Riddle by Thomas McGuane, 2017
The magic trick:
Creating a swirl of narrative chaos, but keeping the narrator’s focus on a seemingly meaningless moment of observation
There’s death, sex, and car theft in this story. Some really crazy stuff. So it’s remarkable that it’s a simple observation that dominates the narrator’s memory. He sees an old man and a young man greet each other in the street late one night, and he can’t shake the effect it has on him. Even as all the aforementioned crazy stuff happens.

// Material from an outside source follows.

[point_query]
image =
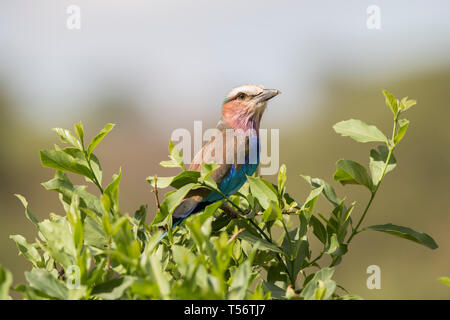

I feel like it’s the kind of story you really could only write in your old age. It takes years of reflection to properly understand how a moment like that grows in value. Granted, our narrator seems to understand its importance immediately. But that’s in the story. The author needed time, I suspect, and this is a beautiful distillation of that acquired wisdom. And that’s quite a trick on McGuane’s part.
The selection:
I had stopped to watch the old man, perhaps wondering how far he’d make it in his condition, when a young boy, an urchin, appeared from an alley and called out to him, “Jack! Hey, Jack!,” and the old man turned toward the voice. I don’t know if I can put my finger on it after all this time, but the excitement or joy, or whatever it was that these two experienced when they saw each other, has never left me. That’s all I can say about it.